Read That Summer in Sicily Online

Authors: Marlena de Blasi

That Summer in Sicily (28 page)

Mattia said nothing. As though in a trance, he closed his eyes. The only sound in the room was from Callas.

Cosimo spoke again.
He cares very little for his own life. Perhaps someday you will know how little. But I care for his life. Not to share it with him, not to stay in his presence, but to know that such a man still walks, however restrainedly, upon this poor earth of ours. That’s the proposition which I came here today to present to you. Banish Leo, Signor Mattia. You decide when, where, under what circumstances, under what regulations. He will comply. The only other thing I beg of you is to leave the girl alone.

The
puttanina
? That I will not promise.

Then my mission fails.

As though Cosimo were not present, Mattia paces, sits, paces, turns pages in a book that he does not look at, closes his eyes, mouths words that sound like prayer.

Get him away. By the time you’ve arrived back at the palace, instructions will be waiting for you. Get him away tomorrow. Tonight. Convince everyone of the
lupara bianca.
You’ve been a priest for long enough to have learned to lie, Cosimo. Convince everyone, especially the girl. I shall oversee his exile while you remain at the palace to comfort the widow, the daughters. The girl. Should you try even to speak with the prince or he with you, I’ll kill both of you. Likewise, should Leo make the most fleeting contact with the girl, I’ll kill her. Send her to him in a box. And if he’s still alive after he sees the way in which she died, I’ll kill him, too. You tell him that.

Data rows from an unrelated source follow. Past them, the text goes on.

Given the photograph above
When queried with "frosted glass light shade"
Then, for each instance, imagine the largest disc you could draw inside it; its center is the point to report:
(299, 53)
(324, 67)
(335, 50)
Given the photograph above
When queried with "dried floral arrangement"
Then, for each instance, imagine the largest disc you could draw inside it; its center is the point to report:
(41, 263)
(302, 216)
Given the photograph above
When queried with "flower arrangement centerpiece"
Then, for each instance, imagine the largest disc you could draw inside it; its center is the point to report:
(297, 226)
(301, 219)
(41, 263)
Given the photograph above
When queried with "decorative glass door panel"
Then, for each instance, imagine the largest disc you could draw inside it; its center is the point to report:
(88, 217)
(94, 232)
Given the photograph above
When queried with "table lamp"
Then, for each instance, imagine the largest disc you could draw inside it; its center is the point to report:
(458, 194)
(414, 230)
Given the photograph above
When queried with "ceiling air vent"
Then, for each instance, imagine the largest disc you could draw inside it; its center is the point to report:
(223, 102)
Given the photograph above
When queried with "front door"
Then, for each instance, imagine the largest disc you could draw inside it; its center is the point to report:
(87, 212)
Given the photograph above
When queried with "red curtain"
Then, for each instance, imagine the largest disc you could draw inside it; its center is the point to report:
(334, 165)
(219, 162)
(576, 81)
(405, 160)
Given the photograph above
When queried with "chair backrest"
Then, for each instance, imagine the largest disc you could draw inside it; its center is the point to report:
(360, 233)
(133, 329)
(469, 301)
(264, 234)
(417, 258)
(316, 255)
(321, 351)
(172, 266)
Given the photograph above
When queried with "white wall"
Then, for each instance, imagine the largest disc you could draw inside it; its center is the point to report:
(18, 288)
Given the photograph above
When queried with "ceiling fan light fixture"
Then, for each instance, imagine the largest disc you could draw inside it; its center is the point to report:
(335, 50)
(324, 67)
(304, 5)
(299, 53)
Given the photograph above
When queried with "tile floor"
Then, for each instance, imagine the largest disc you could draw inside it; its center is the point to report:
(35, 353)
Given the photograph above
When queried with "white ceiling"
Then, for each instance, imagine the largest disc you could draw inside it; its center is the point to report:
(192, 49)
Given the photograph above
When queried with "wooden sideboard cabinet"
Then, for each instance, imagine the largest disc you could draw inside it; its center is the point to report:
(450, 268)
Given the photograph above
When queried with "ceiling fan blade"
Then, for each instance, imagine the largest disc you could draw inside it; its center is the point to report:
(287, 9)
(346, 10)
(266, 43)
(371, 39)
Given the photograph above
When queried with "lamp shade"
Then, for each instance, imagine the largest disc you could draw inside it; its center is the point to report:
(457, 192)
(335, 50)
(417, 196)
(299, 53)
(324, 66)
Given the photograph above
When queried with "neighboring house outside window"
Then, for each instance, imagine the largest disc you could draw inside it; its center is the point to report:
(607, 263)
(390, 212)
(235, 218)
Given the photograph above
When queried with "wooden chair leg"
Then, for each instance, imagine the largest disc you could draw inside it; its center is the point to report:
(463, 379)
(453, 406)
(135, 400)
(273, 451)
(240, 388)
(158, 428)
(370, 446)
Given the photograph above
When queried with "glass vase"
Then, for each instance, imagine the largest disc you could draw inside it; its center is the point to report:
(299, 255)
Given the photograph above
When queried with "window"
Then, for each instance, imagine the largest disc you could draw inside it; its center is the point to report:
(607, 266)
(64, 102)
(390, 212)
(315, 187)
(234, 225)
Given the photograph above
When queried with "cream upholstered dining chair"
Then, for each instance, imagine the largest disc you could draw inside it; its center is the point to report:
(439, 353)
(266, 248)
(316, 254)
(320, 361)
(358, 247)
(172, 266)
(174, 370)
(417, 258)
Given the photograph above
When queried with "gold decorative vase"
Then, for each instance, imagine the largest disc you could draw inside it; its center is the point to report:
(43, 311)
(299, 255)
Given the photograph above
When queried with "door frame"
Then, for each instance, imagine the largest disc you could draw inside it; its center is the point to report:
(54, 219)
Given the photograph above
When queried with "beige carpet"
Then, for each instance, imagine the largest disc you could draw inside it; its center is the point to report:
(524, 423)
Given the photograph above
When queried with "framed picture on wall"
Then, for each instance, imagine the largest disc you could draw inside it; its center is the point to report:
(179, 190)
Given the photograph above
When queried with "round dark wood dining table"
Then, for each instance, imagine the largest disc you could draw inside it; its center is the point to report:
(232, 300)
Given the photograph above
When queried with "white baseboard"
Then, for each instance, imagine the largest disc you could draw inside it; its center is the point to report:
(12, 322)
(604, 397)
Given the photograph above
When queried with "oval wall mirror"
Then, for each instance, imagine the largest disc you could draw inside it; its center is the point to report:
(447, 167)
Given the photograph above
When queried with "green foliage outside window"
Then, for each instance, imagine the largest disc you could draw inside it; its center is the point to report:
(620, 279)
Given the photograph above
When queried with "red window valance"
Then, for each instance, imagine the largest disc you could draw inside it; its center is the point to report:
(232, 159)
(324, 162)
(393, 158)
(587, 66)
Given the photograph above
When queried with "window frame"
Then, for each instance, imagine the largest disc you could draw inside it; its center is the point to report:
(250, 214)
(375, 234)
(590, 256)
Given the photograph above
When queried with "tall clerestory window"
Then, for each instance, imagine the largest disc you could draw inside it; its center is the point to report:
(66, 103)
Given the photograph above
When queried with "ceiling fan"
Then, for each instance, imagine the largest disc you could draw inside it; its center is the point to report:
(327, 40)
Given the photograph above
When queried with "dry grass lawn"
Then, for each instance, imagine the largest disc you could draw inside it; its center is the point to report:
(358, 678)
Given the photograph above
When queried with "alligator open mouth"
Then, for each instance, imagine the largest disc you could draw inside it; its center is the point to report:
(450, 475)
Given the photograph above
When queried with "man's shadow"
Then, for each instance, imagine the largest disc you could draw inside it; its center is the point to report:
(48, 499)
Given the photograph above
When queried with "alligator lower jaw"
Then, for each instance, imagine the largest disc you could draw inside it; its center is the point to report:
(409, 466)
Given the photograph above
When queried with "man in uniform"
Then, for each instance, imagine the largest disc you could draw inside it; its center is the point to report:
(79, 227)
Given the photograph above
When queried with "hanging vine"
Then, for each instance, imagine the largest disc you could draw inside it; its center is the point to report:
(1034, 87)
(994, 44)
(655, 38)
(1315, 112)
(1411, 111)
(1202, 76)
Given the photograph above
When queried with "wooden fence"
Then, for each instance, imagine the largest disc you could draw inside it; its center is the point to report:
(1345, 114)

Then it was Cosimo who rose to leave, offered his hand to Mattia. Though he did not offer his hand in return, Mattia said,
I thought I’d forgotten the stories my grandmother, my mother, used to tell me about when they were young. About hunger and cold and heat and work and about being thrashed, first thrashed and then raped, by the noble’s capo, should they in any way displease him. I thought I’d forgotten those stories but, for some reason, today they all came back to me. Every one of them. Get him away, Cosimo. Get him away before I forget the stories once again. Oh, that jacket he always wears. Keep that jacket. Give it to the girl.

Cosimo said that this last served to prove to him that Mattia’s surveillance was complete, since it was true that Leo constantly wore the same suede riding jacket. But, wearing it, he rarely, if ever, left the palace grounds. The surveillance was carried on from within.

Cosimo asked,
Who is it, Signor Mattia?

He said that Mattia began to laugh then. Laugh and shake his head. He showed Cosimo to the door.

So through the offices of Cosimo, Leo was exiled rather than murdered. Two questions are on your lips, I know. What would have happened if Leo, himself, had gone to Mattia? And without either Cosimo’s intervention or Leo’s surrender of himself, what would Mattia have done?

I have asked these of Leo and Cosimo. You might imagine how often. Neither of them, certainly not I, can know the answer to the first. There was always a vacillating consensus between the men that Leo, in his weakened state, might have presented a less-than-persuasive case for himself. To the second question, there seems no doubt of the outcome. Leo would have been murdered.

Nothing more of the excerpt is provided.